The question persists, though: why does the Pakistan Army single-handedly continue to define national security, despite the installation of a democratically elected government at the centre? If analysts such as Mullick are correct, then the army has outwitted fate – by creating a problem and then solving it. Secondly, such an argument claims that it is perfectly reasonable to expect Pakistan to have national security concerns against India and deal with them in any way it sees appropriate, while simultaneously fighting terrorists that have killed thousands of Pakistani civilians.
It doesn’t take a military strategist to understand that what has happened in the Pakistan Army’s calculus is not a “paradigm shift,” but a “selective readjustment.” India is still the number one enemy, and militants are still the best resource for the Pakistan Army to maintain its influence in the region.
Although Pakistanis do not like the US government telling us our army harbours militants, we are not ready to admit that, at some level, our national security concerns are driven entirely by the “Indian threat.” Some seek solace in the fantasy that perhaps India is behind the terrorist attacks on Pakistani soil. Many among the public are willing to believe that Islamic hard-liners in Waziristan and Punjab take orders from Hindu agents, rather than admit the obvious.
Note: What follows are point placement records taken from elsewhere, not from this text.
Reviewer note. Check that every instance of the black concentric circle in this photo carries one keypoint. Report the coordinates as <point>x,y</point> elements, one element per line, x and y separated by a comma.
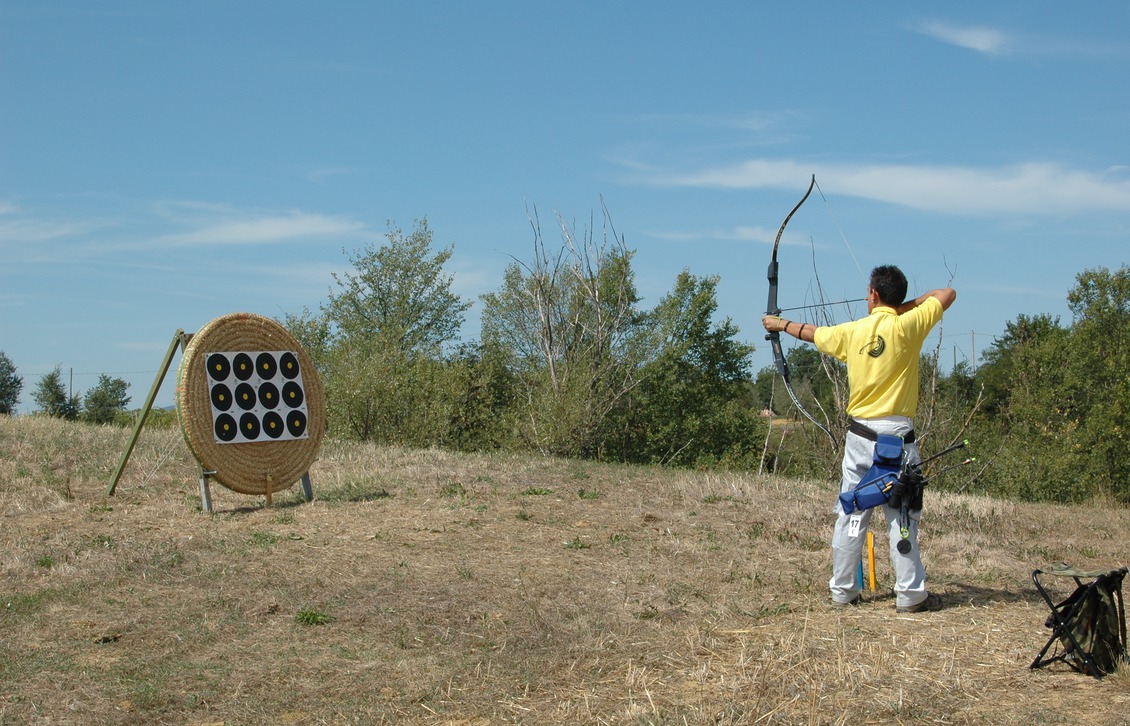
<point>269,395</point>
<point>274,425</point>
<point>218,366</point>
<point>288,365</point>
<point>249,426</point>
<point>266,365</point>
<point>222,397</point>
<point>243,366</point>
<point>225,428</point>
In any other country in the world, it makes perfect sense to deal strategically with an army, and diplomatically with a civilian government. The underlying assumption is that the civilian government defines a country’s overarching goals while the army deploys the best possible strategy to fulfil those goals. In Pakistan, the army has had the privilege of being able to define national security goals and see them to their end. The civilian government, meanwhile, particularly in recent decades, has taken cues from the army and not the other way around.
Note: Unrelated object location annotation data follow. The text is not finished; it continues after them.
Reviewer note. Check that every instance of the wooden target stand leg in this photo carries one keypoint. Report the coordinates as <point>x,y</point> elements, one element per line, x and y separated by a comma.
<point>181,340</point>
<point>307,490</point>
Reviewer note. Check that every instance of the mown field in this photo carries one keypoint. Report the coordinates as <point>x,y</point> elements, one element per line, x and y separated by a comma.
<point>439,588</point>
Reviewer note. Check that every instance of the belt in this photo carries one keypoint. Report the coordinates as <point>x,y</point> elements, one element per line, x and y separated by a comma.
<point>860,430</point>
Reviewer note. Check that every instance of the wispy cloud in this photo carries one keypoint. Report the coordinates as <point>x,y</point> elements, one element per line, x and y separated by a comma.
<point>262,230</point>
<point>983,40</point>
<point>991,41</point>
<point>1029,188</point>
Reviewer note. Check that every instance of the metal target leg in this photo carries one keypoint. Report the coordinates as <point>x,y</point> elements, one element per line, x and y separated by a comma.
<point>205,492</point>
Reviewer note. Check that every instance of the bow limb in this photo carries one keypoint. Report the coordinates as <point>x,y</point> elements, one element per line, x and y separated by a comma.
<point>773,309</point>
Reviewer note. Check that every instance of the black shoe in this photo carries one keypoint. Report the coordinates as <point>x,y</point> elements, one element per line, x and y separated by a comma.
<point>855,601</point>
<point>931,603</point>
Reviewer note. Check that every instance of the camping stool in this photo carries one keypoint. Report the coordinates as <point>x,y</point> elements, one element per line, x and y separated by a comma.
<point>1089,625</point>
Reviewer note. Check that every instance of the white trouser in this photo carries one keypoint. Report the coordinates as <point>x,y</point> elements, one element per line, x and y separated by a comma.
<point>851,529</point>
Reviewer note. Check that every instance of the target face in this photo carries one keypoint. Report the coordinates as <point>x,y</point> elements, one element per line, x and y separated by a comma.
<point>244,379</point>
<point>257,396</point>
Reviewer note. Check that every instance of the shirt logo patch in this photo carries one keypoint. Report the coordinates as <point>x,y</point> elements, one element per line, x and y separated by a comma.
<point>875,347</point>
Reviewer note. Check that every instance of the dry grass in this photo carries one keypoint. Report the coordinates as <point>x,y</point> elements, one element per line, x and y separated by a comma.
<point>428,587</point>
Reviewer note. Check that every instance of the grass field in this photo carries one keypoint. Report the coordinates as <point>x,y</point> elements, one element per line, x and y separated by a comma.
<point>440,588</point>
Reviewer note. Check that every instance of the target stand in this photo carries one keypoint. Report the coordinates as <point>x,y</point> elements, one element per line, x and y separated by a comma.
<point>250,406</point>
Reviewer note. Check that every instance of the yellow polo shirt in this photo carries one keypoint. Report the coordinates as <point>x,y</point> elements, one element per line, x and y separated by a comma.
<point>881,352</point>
Today, Washington puzzles over why the Pakistan Army is successfully “clearing” swathes of militant territory, but has not been able to “hold” it. The answer, any analyst will tell you, is that there is a complete lack of engagement of political parties when it comes to military strategy: they don’t understand it and are therefore justifiably left out of decision-making processes on the issue.
America would do well to realise that a long-term settlement of the tribal regions must involve political parties such as the Awami National Party and other vote-seeking, representative groups. Far more crucially, this is an excellent time for us to realise that there is something inherently dangerous and self-destructive about leaving the process of defining a nation’s goal to its brute force.
We in Pakistan like to think that as long as our army is strong, no external force can touch us. This is absurd logic for people whose house is on fire. Part of the army’s strength as the country’s “most efficient and stable institution” derives from our blinkered faith in, and support for, its policies, regardless of how disastrous they are for the country in the long run. Consequently, neither the Pakistan Army, nor the decision makers in Washington want to seriously engage with politicians.
Allowing the army to make decisions on our behalf is a comfortable way out of having to make hard decisions about the country’s ideology and national security. For instance, it is time we asked why India continues to be our biggest national security threat?
The fact is, engagement with politicians is the only long-term solution to Pakistan’s security problems. Political parties need to be given the encouragement and support they need to define national security goals. And they certainly need to be at the dead centre of any solution in the tribal areas. Anything else is a stop-gap measure.